When the reading is over, the listener is invited to give feedback to the speaker. The listener should report what resonated and what means nothing at present. Later on, the information may become meaningful.
I experienced this delayed understanding in my first psychic reading of someone else. A city magazine had assigned me to write a cover story on a well-known local psychic, so I attended her intuitive training class. Some thirty people sat in a circle in a large room, and during a psychometry exercise, each of us picked a name out of a basket. I unfolded the piece of paper and was astonished to get a clear, distinct impression of green leaves on a curving stem placed against a purple background.
The person who owned up to the name I drew said that image meant nothing to her. But later on, she took off her jacket and, lo and behold, her purple sweat shirt was decorated with a winding stem of green ivy leaves. This design was exactly what I had seen, but if she hadn’t removed her jacket, I would have assumed that I’d been completely wrong.
What does not make sense to the listener at the moment might become clear minutes, days, or even weeks later. So don’t worry about what seem like intuitive “misses.” They may turn out to be “hits.”
Extending the reading. During the feedback session, the listener may ask for details on certain aspects of the reading. Whether to go back for more information or not is the speaker’s choice. If the speaker is willing to give more, he or she may be able to do so immediately. There’s a simple explanation for this ready availability: the speaker and listener are still in the channel, much as the dreamer, immediately upon waking, is still in the dream.

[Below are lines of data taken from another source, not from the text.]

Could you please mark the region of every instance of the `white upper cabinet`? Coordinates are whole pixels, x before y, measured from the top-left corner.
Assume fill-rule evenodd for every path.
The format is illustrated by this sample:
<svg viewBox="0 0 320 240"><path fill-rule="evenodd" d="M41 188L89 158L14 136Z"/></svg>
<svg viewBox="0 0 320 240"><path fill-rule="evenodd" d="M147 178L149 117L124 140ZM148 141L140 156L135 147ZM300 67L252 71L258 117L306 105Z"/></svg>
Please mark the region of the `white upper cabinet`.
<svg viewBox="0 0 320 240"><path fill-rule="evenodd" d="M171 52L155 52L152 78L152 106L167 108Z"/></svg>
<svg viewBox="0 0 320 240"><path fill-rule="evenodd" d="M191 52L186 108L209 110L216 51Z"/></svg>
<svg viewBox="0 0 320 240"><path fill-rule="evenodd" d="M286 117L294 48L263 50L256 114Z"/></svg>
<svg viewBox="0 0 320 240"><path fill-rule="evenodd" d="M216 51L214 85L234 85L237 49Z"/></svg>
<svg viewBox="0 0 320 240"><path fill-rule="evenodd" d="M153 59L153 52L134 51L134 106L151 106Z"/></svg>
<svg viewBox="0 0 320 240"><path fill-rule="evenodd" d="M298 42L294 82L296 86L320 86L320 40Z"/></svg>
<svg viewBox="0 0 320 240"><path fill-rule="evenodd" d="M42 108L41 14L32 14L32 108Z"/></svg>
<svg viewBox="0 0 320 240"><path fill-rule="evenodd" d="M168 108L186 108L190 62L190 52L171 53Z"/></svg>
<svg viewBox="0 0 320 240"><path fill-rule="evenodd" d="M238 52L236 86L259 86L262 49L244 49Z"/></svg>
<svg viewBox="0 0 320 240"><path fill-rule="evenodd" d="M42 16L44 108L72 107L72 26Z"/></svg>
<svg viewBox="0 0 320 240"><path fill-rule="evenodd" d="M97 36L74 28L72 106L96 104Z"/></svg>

The speaker may be able to answer questions by looking inward with the eyes open or may need to retreat inward by repeating the seven steps to get back into the channel.
Interpreting Imagery
Your subconscious soul is a brilliant playwright, director, and producer who uses the symbols stored in your mind, and some physicists theorize, in universal awareness, to communicate complex ideas quickly and succinctly. These images spring to life in multisensory plays with plots, settings, and characters that speak to you on many levels and in ways you can understand.
No one can interpret your inner imagery better than you can, as it comes from your life experiences and their associations with specific symbols. Your psyche uses these symbols as a kind of shorthand to telegraph richly meaningful messages to you.